Hiç kuşkusuz bazı yazarların kitapları tarihi süreçte yeniden önem kazanır, bu yazarın ileriyi görmesidir. Baldwin’in yaşamını okuduğunuzda, ABD’deki isyanın nedenlerini, toplumsal tarihini daha iyi anlarsınız.
CİDE’DE RIFAT ILGAZ FESTİVALİ
OKURUM Deniz Burak Bayrak’tan aldığım not:
“Merhaba Doğan Bey,
Bir edebiyat öğretmeni olarak gerek Hürriyet gazetesi gerek Kitap Sanat’taki yazılarınızı ilgiyle takip etmekteyim.
Son yazınızda yazarlarımızın kendileriyle özdeşleşen şehirlerde edebiyat festivalleri olmayışına değinmişsiniz.
Ben de bir Cideli olarak yazınıza ekleme yapmak istiyorum.

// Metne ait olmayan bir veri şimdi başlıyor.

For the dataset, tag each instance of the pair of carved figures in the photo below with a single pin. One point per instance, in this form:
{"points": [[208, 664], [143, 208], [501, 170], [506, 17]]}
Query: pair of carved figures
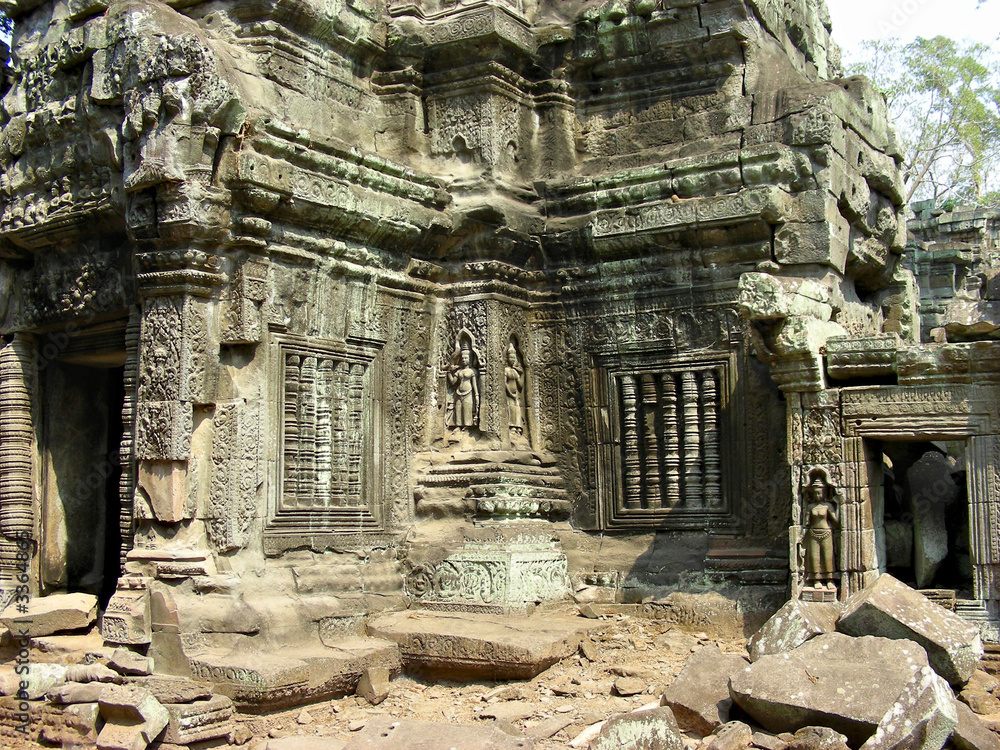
{"points": [[464, 388], [821, 520]]}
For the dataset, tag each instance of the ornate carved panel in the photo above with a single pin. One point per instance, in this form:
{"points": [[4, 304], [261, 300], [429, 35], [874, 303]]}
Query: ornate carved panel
{"points": [[328, 407], [660, 447]]}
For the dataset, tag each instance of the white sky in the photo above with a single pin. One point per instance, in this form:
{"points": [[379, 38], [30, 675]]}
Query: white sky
{"points": [[858, 20]]}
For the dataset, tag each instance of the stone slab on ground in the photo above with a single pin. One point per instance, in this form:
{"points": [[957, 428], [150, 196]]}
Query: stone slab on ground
{"points": [[970, 733], [921, 718], [470, 646], [699, 695], [199, 721], [791, 626], [264, 682], [45, 615], [393, 734], [654, 729], [168, 689], [833, 680], [305, 743], [891, 609], [133, 718], [71, 726]]}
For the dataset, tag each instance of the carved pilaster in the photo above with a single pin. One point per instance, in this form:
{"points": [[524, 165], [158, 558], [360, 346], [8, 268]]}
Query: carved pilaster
{"points": [[651, 447], [694, 495], [713, 470], [633, 475], [127, 481], [672, 445], [17, 505]]}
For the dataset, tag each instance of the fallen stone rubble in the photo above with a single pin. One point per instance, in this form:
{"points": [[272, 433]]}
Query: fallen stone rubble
{"points": [[812, 678]]}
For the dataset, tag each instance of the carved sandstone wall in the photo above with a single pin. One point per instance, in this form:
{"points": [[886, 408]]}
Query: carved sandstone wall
{"points": [[439, 300]]}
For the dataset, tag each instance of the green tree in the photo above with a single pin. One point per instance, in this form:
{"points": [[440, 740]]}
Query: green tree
{"points": [[945, 99]]}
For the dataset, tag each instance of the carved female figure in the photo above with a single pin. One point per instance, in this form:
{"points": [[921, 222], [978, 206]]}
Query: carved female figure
{"points": [[463, 379], [821, 521], [514, 377]]}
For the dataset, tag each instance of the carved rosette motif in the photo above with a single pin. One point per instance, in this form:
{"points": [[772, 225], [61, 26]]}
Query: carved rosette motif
{"points": [[17, 512], [237, 474]]}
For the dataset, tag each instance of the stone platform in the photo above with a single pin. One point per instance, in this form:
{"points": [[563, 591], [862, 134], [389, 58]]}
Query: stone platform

Kastamonu’nun Cide ilçesinde yaklaşık 25 yıldır ‘Rıfat Ilgaz Sarı Yazma Kültür ve Sanat Festivali’ düzenlenmektedir. Cide halkının hemşerisi olmaktan gurur duyduğu Rıfat Ilgaz’ın şiirleri okunmakta, sohbetler yapılmakta, büyük edebiyat insanı anılmaktadır.
Bahsettiğiniz gibi dileriz bir gün tüm güzel şehirlerimizde edebiyat festivalleri yapılır. Ve edebi şahsiyetler anılır, gençlere tanıtılır.”
Rıfat Ilgaz’ın ‘Sarı Yazma’ kitabının benim yayıncılık yaşamında ayrı bir yeri vardır.
İlk baskısını Altın Kitaplar Yayınevi’nde yayınlamış, bir de önsöz yazmıştım.
Bir kültür merkezi de Ardahan’da Dursun Akçam adına açılandır.
Her yıl oğlu Alper Akçam, orada etkinlikler düzenlemektedir. Ben de oraya bir yıl gitmiştim. Orada yaşayanların, özellikle öğrencilerin çalıştığı, okuduğu önemli bir mekân kimliği kazandı.
GRAFİTİ SANATÇILARININ EGEMENLİĞİ
İYİ çevirmen ve yazar Ahmet Arpad, Stuttgart’ta yaşıyor. Alman edebiyatının en önemli kitaplarını Türkçeye kazandırmış, Talât Sait Halman Çeviri Ödülü’nü kazanmıştır.
Kentteki grafiti çalışmalarını anlatıyor. Yazıma koydum bu bilgiyi başka kentlere de örnek olur diye. Büyük bir otomobil firmasının yanı başına çalışılmış.
Günün hangi saatinde giderseniz gidin, orası ellerinde değişik spreyler duvardan duvara giden gençlerle dolu. Çizimlerin tümü hareketli ve canlı.
Koskoca harfler, komik, İngilizce sözler, kıvrılan bir dev yılanı andıran çizgiler, iç içe kadınlar, erkekler, hayvan figürleri, insanı gülümseten tuhaf yüzler... Uzun bir duvarda bir fil, mor renkli, ağzını açmış bağırıyor, başına pembe dev bir fare oturmuş, gülümsüyor.
Hemen yanında bir heykel, alçıdan, bıyıkları kalın, iriyarı, güçlü bir ortaçağ savaşçısı. Elinde sprey kutusu önünden her geçen onu gönlünce boyamış.